Other cultures have built their own compacts around this. Toyota and a generation of Japanese and Korean companies anchored themselves to lifetime employment, where letting someone go was nearly unthinkable. Every country writes its own deal with work. Ours has been forged by precarity.
Our work culture orbits around a single heavy word. Understanding. “Bujhen amar obostha.” Employees ask for it. Employers extend it.
Understanding is a beautiful thing in a neighborhood. It becomes a slow poison in a scaling company. Every month of understanding extended to one underperformer is paid for by the four people around them.
The Keeper Test
Reed Hastings built Netflix around a single brutal question. If this person walked in tomorrow and resigned, how hard would you fight to keep them? If the honest answer is “I would let them walk,” they should already be off the team.
A second move follows. Every cycle, cut your bottom performers. Especially when the team is strong. The only way to raise the floor is to keep raising it.
The Two-Month Notice Trap
Bangladeshi labour law gives you two months’ notice. At Pathao, we set our policy at two months on purpose, thinking we were being responsible.
It was theatre.
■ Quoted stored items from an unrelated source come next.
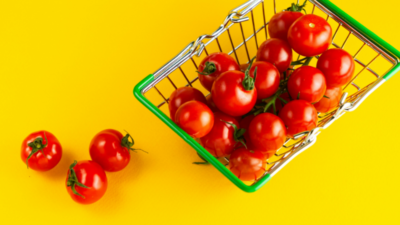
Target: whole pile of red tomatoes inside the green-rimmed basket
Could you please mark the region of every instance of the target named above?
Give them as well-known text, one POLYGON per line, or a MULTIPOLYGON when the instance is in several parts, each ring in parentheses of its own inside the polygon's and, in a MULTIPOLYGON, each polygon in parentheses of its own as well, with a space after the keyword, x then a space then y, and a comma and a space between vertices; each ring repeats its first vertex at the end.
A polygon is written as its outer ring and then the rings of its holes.
POLYGON ((271 18, 271 38, 249 64, 220 52, 204 58, 197 72, 207 97, 193 87, 170 97, 171 119, 213 156, 229 157, 230 170, 243 181, 259 179, 287 138, 314 129, 318 112, 336 108, 341 86, 353 76, 353 58, 328 50, 332 28, 304 15, 305 3, 271 18), (293 51, 304 58, 293 61, 293 51), (318 55, 317 66, 309 66, 318 55))

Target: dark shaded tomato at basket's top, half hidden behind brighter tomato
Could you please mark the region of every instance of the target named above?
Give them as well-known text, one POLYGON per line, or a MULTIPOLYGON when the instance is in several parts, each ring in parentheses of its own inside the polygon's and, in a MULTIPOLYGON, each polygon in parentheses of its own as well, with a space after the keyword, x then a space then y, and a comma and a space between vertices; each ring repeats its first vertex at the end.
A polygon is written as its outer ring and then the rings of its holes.
POLYGON ((283 11, 275 14, 268 24, 268 33, 270 37, 287 41, 290 26, 302 16, 304 16, 303 13, 292 11, 283 11))

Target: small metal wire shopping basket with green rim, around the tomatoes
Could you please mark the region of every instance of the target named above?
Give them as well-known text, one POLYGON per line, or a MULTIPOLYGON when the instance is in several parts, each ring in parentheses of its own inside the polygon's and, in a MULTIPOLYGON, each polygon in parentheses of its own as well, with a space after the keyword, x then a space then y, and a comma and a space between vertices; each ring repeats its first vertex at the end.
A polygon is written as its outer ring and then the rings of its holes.
MULTIPOLYGON (((293 1, 293 0, 291 0, 293 1)), ((196 140, 180 129, 168 115, 168 96, 178 87, 193 86, 209 94, 197 82, 197 65, 212 52, 233 54, 239 64, 250 61, 258 46, 268 39, 268 21, 277 9, 284 9, 289 0, 251 0, 232 10, 225 21, 211 35, 202 35, 190 43, 175 58, 154 74, 148 75, 134 88, 135 97, 173 131, 189 143, 203 158, 246 192, 254 192, 302 151, 312 146, 321 130, 329 127, 346 112, 355 110, 373 91, 399 69, 400 52, 354 20, 329 0, 309 0, 308 13, 326 18, 334 30, 330 48, 342 48, 353 55, 356 70, 352 80, 344 86, 340 105, 319 114, 318 126, 288 139, 275 156, 268 159, 264 175, 252 183, 239 180, 218 159, 207 152, 196 140), (246 22, 247 21, 247 22, 246 22)), ((300 56, 294 53, 294 60, 300 56)), ((318 56, 310 65, 315 65, 318 56)), ((226 159, 228 161, 228 159, 226 159)))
I never saw a handover that genuinely needed more than two weeks. What happens in those weeks is predictable. The person takes interviews on company time. Calls go unreturned. Slack messages get the slow-drip treatment. Their heart left the building the day they got the letter. Pay the notice. Send them home that afternoon.
Who You Actually Owe
When you decide to let someone go, the question is who you are actually protecting. The Bangladeshi instinct sends every drop of empathy toward the person being fired, which is the easiest choice.
What you owe is the company. The co-founders who bet years on the same thing you did. The investors who wrote checks on your promises. The three hundred others on payroll watching whether you have the spine to protect what they are building.
How to Fire
Step one is the performance appraisal. Sit down, name what is working, name what is missing. If HR is in the building, write it down so the record exists on paper.
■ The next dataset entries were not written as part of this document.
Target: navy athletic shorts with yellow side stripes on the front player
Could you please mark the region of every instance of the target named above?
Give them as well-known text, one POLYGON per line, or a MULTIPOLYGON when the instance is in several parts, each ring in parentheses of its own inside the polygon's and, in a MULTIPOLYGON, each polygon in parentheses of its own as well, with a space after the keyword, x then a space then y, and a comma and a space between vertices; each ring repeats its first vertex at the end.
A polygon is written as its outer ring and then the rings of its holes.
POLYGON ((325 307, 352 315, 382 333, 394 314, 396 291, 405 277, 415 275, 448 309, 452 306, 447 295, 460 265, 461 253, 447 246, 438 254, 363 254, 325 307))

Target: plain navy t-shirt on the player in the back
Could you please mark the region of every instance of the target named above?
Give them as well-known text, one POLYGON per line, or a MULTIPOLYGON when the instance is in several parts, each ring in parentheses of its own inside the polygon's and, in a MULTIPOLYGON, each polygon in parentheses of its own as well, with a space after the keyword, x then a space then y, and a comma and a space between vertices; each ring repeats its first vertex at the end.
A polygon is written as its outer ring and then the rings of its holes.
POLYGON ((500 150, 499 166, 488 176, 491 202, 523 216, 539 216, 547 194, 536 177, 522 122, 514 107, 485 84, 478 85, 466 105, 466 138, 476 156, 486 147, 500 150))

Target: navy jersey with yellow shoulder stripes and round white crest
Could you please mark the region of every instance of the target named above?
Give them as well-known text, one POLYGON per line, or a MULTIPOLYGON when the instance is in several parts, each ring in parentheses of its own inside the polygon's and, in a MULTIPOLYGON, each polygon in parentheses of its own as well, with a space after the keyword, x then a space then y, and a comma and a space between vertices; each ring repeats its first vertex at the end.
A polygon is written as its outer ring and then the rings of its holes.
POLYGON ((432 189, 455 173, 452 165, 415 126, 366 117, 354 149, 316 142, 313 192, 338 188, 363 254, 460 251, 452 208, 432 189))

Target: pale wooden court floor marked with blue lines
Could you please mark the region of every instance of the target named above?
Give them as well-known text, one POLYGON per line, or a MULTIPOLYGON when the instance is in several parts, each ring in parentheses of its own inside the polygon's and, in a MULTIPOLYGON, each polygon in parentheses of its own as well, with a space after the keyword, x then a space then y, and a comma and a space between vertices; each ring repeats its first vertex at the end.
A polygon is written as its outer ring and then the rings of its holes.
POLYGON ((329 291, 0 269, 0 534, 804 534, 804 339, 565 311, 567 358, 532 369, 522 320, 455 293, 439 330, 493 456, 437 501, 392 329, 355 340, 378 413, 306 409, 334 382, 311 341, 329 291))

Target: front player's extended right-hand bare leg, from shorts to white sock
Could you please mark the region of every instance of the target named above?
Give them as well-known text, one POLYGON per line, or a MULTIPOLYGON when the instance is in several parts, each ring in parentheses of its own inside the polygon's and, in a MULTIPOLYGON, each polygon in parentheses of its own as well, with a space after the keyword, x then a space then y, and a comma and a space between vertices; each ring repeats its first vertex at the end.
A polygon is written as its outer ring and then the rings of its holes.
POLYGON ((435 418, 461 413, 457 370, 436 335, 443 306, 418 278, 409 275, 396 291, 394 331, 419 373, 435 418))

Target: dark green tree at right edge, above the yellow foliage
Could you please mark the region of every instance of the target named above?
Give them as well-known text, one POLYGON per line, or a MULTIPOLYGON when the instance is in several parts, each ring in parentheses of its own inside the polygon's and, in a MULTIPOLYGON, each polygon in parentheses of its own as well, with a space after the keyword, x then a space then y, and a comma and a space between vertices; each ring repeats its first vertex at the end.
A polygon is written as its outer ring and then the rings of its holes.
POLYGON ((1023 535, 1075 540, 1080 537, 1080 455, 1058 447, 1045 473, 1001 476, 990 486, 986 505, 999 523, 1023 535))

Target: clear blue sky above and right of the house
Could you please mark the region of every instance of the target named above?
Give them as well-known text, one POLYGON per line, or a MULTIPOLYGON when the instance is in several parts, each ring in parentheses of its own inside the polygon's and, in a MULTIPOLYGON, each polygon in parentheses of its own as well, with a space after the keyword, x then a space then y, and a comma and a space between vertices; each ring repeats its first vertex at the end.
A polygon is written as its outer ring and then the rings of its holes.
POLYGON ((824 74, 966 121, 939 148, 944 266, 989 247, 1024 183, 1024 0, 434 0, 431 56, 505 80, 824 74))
Then give them three months. Long enough to turn it around if the will is there. Inside that window they move or they don’t.
If they don’t, the second meeting goes on the calendar. Twelve minutes. You tell them the role and the person are no longer a fit, you outline the severance, you give them room to respond. You make it about the role, never about who they are. Both of you already know what is coming.
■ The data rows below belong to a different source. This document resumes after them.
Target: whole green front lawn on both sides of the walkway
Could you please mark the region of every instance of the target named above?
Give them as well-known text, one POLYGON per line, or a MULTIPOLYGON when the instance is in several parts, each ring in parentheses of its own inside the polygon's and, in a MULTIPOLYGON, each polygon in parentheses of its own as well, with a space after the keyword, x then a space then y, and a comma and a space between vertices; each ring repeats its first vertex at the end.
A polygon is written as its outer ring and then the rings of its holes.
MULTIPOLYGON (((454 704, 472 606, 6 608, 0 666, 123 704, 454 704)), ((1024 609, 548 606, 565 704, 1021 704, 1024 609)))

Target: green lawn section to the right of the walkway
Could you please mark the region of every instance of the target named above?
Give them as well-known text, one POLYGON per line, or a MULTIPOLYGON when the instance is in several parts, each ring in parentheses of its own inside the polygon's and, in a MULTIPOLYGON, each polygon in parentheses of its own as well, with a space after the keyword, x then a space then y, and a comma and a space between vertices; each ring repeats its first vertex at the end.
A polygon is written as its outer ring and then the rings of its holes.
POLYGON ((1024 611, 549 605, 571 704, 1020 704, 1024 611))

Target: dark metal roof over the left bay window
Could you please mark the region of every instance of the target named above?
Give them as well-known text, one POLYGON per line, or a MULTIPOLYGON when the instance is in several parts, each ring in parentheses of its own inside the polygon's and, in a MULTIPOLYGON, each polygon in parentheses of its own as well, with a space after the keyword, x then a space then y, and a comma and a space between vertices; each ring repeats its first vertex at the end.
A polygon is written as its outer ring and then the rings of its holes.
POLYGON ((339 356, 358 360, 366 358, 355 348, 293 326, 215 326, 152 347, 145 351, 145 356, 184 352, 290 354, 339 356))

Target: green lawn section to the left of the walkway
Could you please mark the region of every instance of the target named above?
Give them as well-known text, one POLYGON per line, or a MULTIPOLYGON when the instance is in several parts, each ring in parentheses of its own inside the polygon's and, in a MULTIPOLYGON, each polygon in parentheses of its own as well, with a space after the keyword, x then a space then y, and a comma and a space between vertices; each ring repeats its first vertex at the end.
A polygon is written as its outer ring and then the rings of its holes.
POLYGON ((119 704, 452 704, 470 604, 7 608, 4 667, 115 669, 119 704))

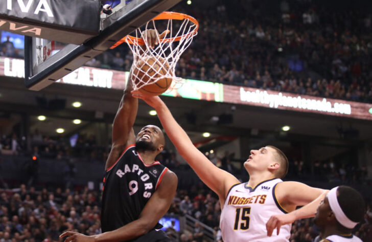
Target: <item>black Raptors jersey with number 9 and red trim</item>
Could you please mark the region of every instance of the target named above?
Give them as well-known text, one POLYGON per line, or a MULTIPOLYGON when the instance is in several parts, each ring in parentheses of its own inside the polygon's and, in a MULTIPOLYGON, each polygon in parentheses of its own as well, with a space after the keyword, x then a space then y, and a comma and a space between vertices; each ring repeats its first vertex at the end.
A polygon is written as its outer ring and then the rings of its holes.
MULTIPOLYGON (((118 229, 138 219, 167 170, 157 161, 146 165, 135 145, 129 145, 118 161, 105 172, 102 232, 118 229)), ((158 228, 161 228, 160 224, 155 227, 158 228)))

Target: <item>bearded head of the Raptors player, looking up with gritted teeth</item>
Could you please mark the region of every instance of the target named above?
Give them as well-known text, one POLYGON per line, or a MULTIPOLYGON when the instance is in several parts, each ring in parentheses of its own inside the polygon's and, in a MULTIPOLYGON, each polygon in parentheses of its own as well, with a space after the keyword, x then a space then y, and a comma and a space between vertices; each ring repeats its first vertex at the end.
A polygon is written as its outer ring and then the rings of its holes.
POLYGON ((139 151, 152 151, 156 155, 164 149, 165 138, 161 129, 155 125, 143 127, 135 139, 136 149, 139 151))

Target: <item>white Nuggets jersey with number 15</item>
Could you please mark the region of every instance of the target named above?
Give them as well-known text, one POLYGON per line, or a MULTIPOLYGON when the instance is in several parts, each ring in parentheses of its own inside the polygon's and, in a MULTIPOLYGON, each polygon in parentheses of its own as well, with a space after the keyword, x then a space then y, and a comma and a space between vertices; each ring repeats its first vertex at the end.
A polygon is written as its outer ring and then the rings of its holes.
POLYGON ((267 236, 266 223, 271 215, 287 213, 275 198, 281 179, 259 183, 254 188, 240 183, 230 188, 222 209, 220 228, 224 242, 288 242, 291 225, 284 225, 276 235, 267 236))

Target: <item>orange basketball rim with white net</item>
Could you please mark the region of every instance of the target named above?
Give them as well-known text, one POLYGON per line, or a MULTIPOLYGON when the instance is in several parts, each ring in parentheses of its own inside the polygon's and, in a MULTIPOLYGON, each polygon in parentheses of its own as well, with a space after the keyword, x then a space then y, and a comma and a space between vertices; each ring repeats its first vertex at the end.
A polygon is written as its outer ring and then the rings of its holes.
POLYGON ((133 53, 132 75, 130 78, 134 90, 141 89, 145 85, 154 84, 158 80, 164 78, 171 78, 171 80, 173 80, 171 88, 175 88, 177 83, 183 83, 182 78, 175 76, 176 64, 181 54, 190 46, 193 37, 197 34, 198 28, 198 21, 187 14, 163 12, 148 21, 143 29, 136 29, 133 34, 134 36, 125 36, 110 49, 114 49, 123 42, 128 44, 133 53), (155 25, 155 20, 157 27, 155 25), (159 39, 157 35, 158 45, 152 49, 147 41, 144 40, 147 39, 147 36, 144 36, 144 34, 148 29, 155 29, 158 33, 162 33, 164 30, 169 30, 169 32, 161 39, 159 39), (145 73, 141 71, 141 76, 137 76, 136 74, 138 71, 135 70, 142 70, 144 63, 149 58, 158 61, 153 61, 154 64, 151 65, 150 68, 147 68, 145 73), (156 68, 154 65, 156 65, 156 68), (159 65, 161 66, 159 67, 159 65), (147 78, 143 78, 144 75, 146 75, 147 78))

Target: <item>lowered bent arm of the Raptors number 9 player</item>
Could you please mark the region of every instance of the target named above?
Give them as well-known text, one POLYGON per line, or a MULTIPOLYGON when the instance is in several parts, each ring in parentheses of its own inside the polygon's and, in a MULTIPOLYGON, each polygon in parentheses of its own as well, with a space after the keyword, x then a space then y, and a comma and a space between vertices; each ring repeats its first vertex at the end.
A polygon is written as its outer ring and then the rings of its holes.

This whole sequence has two purposes. A paper trail that answers for itself later. And dignity. None of it should feel personal. The role asked for something the person could not deliver, three honest months tested that, and a clean decision followed.
Pay the severance generously. Your remaining team is watching whether you treat tenure like humanity.
I finally let Imran bhai go that December. He had known for weeks. He found a new role inside two months. He still messages on Eid. The team he led became one of our strongest within the quarter. I had waited six months too long, and every month cost something I could not get back.
Be less understanding. Be more responsible. Those are two different jobs, and confusing them is how good companies die slowly.